Uno-Generalsekretär Guterres "Ich wünsche mir mehr deutsche Uno-Blauhelme"

Die Weltgemeinschaft hat zuletzt weniger Geld für Uno-Missionen bewilligt. Uno-Generalsekretär Guterres fordert nun mehr Bundeswehrsoldaten für die Friedenstruppen.

Deutsche Blauhelmsoldaten auf der Fregatte "Bayern" (Archiv)
imago/ photothek

Deutsche Blauhelmsoldaten auf der Fregatte "Bayern" (Archiv)


Uno-Generalsekretär Antonio Guterres hat mehr Engagement von Deutschland bei den Blauhelmsoldaten-Einsätzen der Weltgemeinschaft gefordert. "Die reichen Länder müssen mehr direkte Verantwortung für Uno-Friedenseinsätze übernehmen. Wir müssen in der Lage sein, Frieden durchzusetzen", sagte Guterres dem "Stern". Neben besserer Ausbildung und Ausrüstung gehöre dazu auch deutlich mehr Personal: "Ich wünsche mir mehr deutsche Uno-Blauhelme", sagte er.

Die Weltgemeinschaft müsse auch ihre Anstrengungen im Kampf gegen den Klimawandel verstärken. Selbst die Umsetzung des Pariser Klimaschutzabkommens werde "nicht reichen", sagte er. "Es ist nun einmal so: Für unseren Planeten gilt Alarmstufe Rot." US-Präsident Donald Trump hatte im Juni den Ausstieg seines Landes aus dem Pariser Abkommen verkündet.

"Politisches Versagen in der Flüchtlingskrise"

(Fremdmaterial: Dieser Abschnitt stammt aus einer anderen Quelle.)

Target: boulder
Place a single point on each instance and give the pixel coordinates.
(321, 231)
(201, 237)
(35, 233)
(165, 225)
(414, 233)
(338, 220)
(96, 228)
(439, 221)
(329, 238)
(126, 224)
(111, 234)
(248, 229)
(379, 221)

Zuletzt waren nur wenige Bundeswehrsoldaten an den Uno-Missionen beteiligt, unter anderem in Mali und im Sudan. Auch der Etat der Uno-Blauhelmsoldaten war zuletzt geschrumpft. Die Uno-Vollversammlung reduzierte im Sommer 2017 das Budget um 600 Millionen Dollar auf rund sieben Milliarden Dollar. Guterres hatte bereits damals versucht, dagegenzusteuern. Hinzu kommt, dass deutsche Soldaten womöglich teurer sind als jene aus anderen Uno-Nationen, wie die "Frankfurter Rundschau" bereits 2011 feststellte.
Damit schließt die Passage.